- Location: Depok, West Java, Indonesia
- Date: 2 August 2023; 2 years ago 18:30 pm
- Attack type: Stabbing
- Weapon: Knife
- Deaths: 1
- Victim: Muhammad Naufal Zidan
- Perpetrator: Altafasalya Ardnika Basya
- Motive: Theft
- Charges: Death sentence

= Murder of Muhammad Naufal Zidan =

2023 murder in Indonesia

On 2 August 2023, Muhammad Naufal Zidan, a second year University of Indonesia student, was murdered at his dorm room in Kukusan, Beji.

== Background ==
Muhammad Naufal Zidan was born on 13 July 2004 in Lumajang, East Java, the son of Shohibi Arif and Elvira Rustina. He went to the Faculty of Humanities at University of Indonesia, majoring in Russian literature, in 2022.

== Murder and investigation ==
On 2 August 2023 at 6:30 PM, Zidan was escorted to his lodge house by his senior, Altafasalya Ardnika Basya. After arriving at Zidan's room, Basya took a penknife from the seat of his motorbike and put it in his trouser pocket. The two of them then chatted until Basya pretended he wanted to go home and then took a penknife from his pocket and stabbed Zidan.

Zidan tried to fight back by biting Basya's hand but was stabbed in the neck and chest repeatedly until he died. Basya then looked for plastic to put Zidan's body in and then spread camphor to get rid of the blood smell and then put Zidan's body under the bed. He later stole Zidan's MacBook, wallet, and iPhone, before leaving the murder location.

Zidan's family tried to contact him but had no response. They later sought help from a lodge house owner to check Zidan's condition, who said that his room was empty, and his family later thought that Zidan was with his friend.

After not being able to be contacted again the next day, Zidan's family sent his uncle, Teguh Setiadji, to check his condition on 4 August at 9.15 am. His uncle then came to the lodge house and found his room locked, and later asked the lodge house's owner to open it. They found the room in a messy condition with some camphor and found Zidan's body wrapped under the bed. His uncle later ran outside and called the police.

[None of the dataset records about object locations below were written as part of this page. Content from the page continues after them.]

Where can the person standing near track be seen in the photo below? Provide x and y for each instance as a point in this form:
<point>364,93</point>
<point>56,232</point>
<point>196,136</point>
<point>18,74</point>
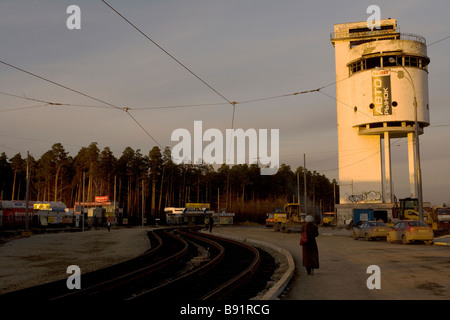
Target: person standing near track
<point>309,248</point>
<point>211,223</point>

Zidan's body was later taken to the National Police Hospital in Kramat Jati, East Jakarta, for an autopsy.

== Arrest ==
Police arrested 23-year-old University of Indonesia student, Altafasalya Ardnika Basya, who was Zidan's senior, three hours after his body was found. Basya had been dealing with an academic decline after facing problems while investing in cryptocurrency. He allegedly suffered a loss of up to Rp. 80 million in crypto investment instruments as a result of guessing the wrong coin price. He later confessed his difficulty in finding a loan to replace his losses and pay his rent. Zidan's belongings were found at his house.

He said at the start he had no intention of wanting to kill Zidan, but then this intention appeared when he escorted Zidan to his lodge house. In a press conference the police revealed that Basya was also trying to hack Zidan's bank account and that they were seeking to charge him with the death penalty.

Before the murder, Basya resided at Wisma Ladika in Kukusan, Beji, not far from Zidan's lodge house and still in the same urban village. He was known for his humble and jovial personality with his friends according to Wisma Ladika's owner.

== Reactions ==
University of Indonesia expressed their condolences for Zidan's death on 4 August 2023 and handed over his case to the police. The Chairman of the University of Indonesia Student Executive Board, Melki Sedek Huang, expressed his condolences on Instagram, followed by the Chairman of the University of Indonesia Student Executive Board of the Faculty of Humanities, Muhammad Husni.

Many Indonesian internet users responding to this case said that the rectorate of the University of Indonesia must immediately carry out an evaluation, and a few others compared this case to the death case of Akseyna, a biology student at University of Indonesia whose case has remained unresolved since 2015. Some internet users also said that death cases among University of Indonesia students have recently become common and compared Zidan's case to the suicide of a 21-year-old University of Indonesia student in March 2023.

Wisma Ladika's owner, Sunarsih, said that she was in shock and didn't expect that Basya whom she considered as her own son could commit a murder. She said that she fainted when she saw the police come to arrest Basya at her lodge house but also feels grateful because the murder did not happen at her place, and added that she felt scared after knowing that Basya is the suspect.